V. APPLICATION OF ARTICLE 41 OF THE CONVENTION
- Article 41 of the Convention provides:
“If the Court finds that there has been a
violation of the Convention or the Protocols thereto, and if the
internal law of the High Contracting Party concerned allows only
partial reparation to be made, the Court shall, if necessary, afford
just satisfaction to the injured party.”
A. Damage
- The
applicant claimed 6,000 euros (EUR) in respect of pecuniary damage
and EUR 30,000 in respect of non-pecuniary damage.
- The
Government maintained that the claims were excessive.
- The
Court notes that the pecuniary damage sustained by the applicant
related to the delay in the payment of the compensation which he
should have received when the domestic courts rendered their final
decision. Using the method of calculation in Aka v. Turkey
(judgment of 23 September 1998, Reports of Judgments and
Decisions 1998 VI, §§ 55-56) and having regard to
the relevant economic data, the Court awards the applicant's parents
EUR 250 in respect of pecuniary damage.
- The
Court further notes that the finding of violations constitutes in
itself sufficient compensation for any non-pecuniary damage suffered
by the applicant. It therefore rejects the claims under this head.
B. Costs and expenses
- The
applicant sought the reimbursement of EUR 3,000 for his costs and
expenses.
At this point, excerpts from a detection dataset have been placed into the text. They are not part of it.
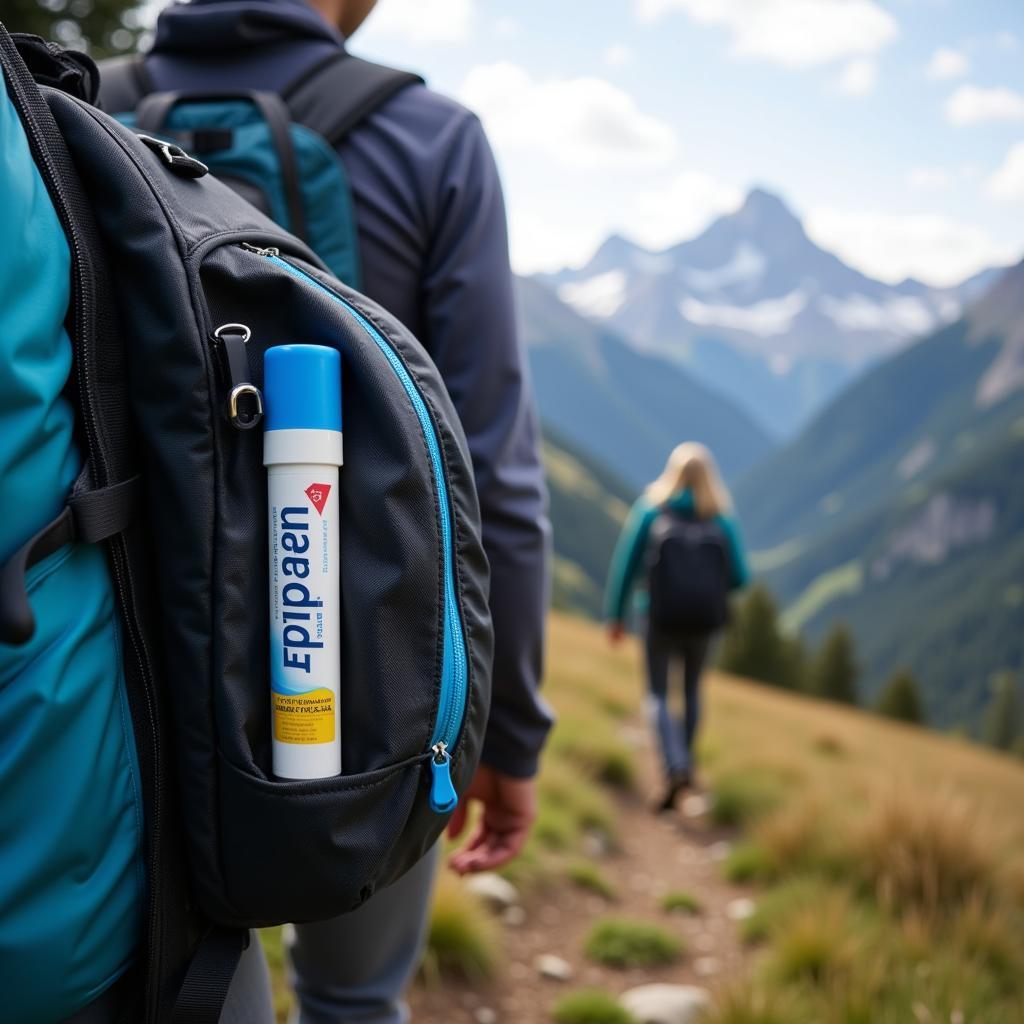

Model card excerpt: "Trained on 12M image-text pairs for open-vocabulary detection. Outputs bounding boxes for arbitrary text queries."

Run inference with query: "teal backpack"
[100,52,423,288]
[0,40,144,1024]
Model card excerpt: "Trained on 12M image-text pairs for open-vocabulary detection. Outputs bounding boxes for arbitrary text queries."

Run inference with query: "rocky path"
[410,728,751,1024]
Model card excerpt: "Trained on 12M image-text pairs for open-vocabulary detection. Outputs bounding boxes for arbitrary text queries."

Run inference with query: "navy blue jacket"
[146,0,552,777]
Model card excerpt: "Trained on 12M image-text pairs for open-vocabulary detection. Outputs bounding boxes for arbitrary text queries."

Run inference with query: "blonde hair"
[644,441,732,519]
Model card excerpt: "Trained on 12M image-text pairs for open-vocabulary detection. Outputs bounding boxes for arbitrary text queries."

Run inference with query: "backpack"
[99,51,423,288]
[647,509,729,635]
[0,27,493,1024]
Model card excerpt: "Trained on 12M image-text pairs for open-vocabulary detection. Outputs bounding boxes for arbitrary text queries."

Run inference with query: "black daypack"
[0,26,493,1024]
[647,510,729,635]
[93,50,423,288]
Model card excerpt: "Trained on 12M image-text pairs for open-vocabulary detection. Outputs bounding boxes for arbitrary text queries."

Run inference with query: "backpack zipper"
[242,243,469,814]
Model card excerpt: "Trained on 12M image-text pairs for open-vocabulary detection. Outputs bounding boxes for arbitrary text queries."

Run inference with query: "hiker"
[605,442,750,811]
[91,0,552,1024]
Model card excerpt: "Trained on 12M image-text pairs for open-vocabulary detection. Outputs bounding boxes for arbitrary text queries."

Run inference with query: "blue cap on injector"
[263,345,341,431]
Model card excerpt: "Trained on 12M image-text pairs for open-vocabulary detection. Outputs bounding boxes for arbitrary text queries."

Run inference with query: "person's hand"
[447,765,537,874]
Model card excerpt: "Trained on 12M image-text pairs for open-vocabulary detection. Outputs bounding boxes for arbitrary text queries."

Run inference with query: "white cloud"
[946,85,1024,125]
[509,208,608,274]
[836,57,879,97]
[495,14,522,39]
[359,0,476,43]
[604,43,633,68]
[616,171,743,250]
[459,61,676,169]
[806,207,1020,286]
[985,142,1024,203]
[904,167,952,188]
[925,46,971,82]
[634,0,899,68]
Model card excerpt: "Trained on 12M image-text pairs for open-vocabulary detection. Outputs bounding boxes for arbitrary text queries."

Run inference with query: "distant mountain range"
[539,189,997,437]
[544,428,634,618]
[736,264,1024,727]
[517,279,771,494]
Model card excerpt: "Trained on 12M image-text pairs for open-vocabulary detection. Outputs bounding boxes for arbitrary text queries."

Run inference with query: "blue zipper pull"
[430,743,459,814]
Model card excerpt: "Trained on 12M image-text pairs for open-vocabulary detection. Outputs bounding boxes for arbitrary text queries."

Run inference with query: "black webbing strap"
[0,470,141,644]
[134,89,309,240]
[281,51,423,145]
[171,928,249,1024]
[99,56,153,114]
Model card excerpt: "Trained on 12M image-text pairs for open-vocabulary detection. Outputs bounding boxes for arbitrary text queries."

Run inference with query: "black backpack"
[647,510,729,635]
[0,26,493,1024]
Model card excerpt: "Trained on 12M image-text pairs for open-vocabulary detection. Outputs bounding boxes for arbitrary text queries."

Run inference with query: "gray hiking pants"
[220,844,439,1024]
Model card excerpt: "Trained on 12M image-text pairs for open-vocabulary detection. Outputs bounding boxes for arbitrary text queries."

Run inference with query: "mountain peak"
[736,188,803,230]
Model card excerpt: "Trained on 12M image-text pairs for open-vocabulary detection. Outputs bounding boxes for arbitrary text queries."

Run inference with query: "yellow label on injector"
[273,687,334,743]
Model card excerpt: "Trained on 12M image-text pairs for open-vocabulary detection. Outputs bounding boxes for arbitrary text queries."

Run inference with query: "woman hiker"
[605,442,750,811]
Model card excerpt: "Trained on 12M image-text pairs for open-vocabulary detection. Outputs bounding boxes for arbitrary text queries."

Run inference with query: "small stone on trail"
[708,839,732,860]
[502,904,526,928]
[583,829,611,859]
[683,793,709,818]
[725,896,755,921]
[618,984,711,1024]
[466,871,519,911]
[534,953,572,981]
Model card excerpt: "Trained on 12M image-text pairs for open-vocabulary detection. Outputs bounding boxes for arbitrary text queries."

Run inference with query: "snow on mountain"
[541,189,1007,435]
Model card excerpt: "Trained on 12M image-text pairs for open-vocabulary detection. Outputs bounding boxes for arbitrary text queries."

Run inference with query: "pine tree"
[874,669,925,725]
[985,672,1020,751]
[3,0,142,58]
[810,623,860,705]
[719,586,800,689]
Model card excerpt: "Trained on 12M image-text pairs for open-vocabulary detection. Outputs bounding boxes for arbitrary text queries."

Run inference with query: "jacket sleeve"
[422,113,553,777]
[604,498,654,623]
[719,515,751,590]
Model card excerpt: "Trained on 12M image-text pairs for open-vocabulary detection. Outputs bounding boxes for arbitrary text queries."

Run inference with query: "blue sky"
[352,0,1024,284]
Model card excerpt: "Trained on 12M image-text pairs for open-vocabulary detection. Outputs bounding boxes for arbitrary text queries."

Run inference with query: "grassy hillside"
[544,429,635,616]
[736,264,1024,548]
[268,614,1024,1024]
[518,279,771,489]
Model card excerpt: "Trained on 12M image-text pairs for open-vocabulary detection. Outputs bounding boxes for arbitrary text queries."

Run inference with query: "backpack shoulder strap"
[99,56,154,114]
[282,52,423,145]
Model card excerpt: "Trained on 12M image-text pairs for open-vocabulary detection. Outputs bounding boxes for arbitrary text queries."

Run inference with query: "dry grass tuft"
[850,791,999,915]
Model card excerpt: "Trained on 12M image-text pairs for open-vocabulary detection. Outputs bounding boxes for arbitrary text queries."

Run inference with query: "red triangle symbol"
[306,483,331,515]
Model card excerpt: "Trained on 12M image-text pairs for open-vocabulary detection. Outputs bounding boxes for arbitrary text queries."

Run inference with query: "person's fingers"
[451,825,529,874]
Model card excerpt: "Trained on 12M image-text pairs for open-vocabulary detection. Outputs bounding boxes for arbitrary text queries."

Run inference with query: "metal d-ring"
[213,324,253,344]
[227,384,263,430]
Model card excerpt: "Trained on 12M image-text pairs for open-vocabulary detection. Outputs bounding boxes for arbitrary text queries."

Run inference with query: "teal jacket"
[604,490,751,623]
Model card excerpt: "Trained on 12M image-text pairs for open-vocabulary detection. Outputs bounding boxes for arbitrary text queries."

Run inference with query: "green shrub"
[722,843,775,885]
[658,889,700,914]
[586,918,682,968]
[739,876,831,942]
[711,771,781,826]
[552,989,636,1024]
[768,890,864,985]
[565,860,617,900]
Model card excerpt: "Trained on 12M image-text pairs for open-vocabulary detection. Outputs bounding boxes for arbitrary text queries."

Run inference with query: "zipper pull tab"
[430,743,459,814]
[213,324,263,430]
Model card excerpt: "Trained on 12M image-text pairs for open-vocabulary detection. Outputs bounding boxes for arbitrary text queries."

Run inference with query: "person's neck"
[306,0,345,26]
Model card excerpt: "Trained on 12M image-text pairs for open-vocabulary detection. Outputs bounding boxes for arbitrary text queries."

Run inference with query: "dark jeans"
[647,628,711,775]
He did not produce any supporting documents.
- The
Government submitted that the claims were excessive and
unsubstantiated. They argued that no receipt or any other document
had been produced by the applicant to prove his claims.
- According
to the Court's case-law, an applicant is entitled to reimbursement of
his costs and expenses only in so far as it has been shown that these
have been actually and necessarily incurred and were reasonable as to
quantum. In the present case, the Court notes that the applicant
failed to submit any supporting documents in support of his claim.
The Court therefore rejects this claim.
C. Default interest
- The
Court considers it appropriate that the default interest should be
based on the marginal lending rate of the European Central Bank, to
which should be added three percentage points.
FOR THESE REASONS, THE COURT UNANIMOUSLY
- Declares the complaints concerning the
non-communication of the written opinions of the public prosecutors
at the Bergama Assize Court and at the Court of Cassation, and the
delay of the national authorities in paying the compensation amount
admissible, and the remainder of the application inadmissible;
- Holds that there has been a violation of Article
6 § 1 of the Convention on account of the non-communication to
the applicant of public prosecutors' written opinions;
3. Holds that there has been a violation of
Article 1 of Protocol No. 1 to the Convention;
4. Holds that there is no need to examine
separately the applicant's complaint under Article 13 of the
Convention;
- Holds that finding of violations constitutes in
itself sufficient compensation for any non-pecuniary damage;
- Holds
(a) that
the respondent State is to pay the applicant's parents, within three
months from the date on which the judgment becomes final in
accordance with Article 44 § 2 of the Convention,
EUR 250 (two hundred and fifty euros) in respect of pecuniary damage,
to be converted into New Turkish liras at the rate applicable at the
date of settlement and free of any taxes or charges that may be
payable;
(b) that
from the expiry of the above-mentioned three months until settlement
simple interest shall be payable on the above amount at a rate equal
to the marginal lending rate of the European Central Bank during the
default period plus three percentage points;
- Dismisses the remainder of the applicant's claim
for just satisfaction.
Done in English, and notified in writing on 29 November 2007,
pursuant to Rule 77 §§ 2 and 3 of the Rules of Court.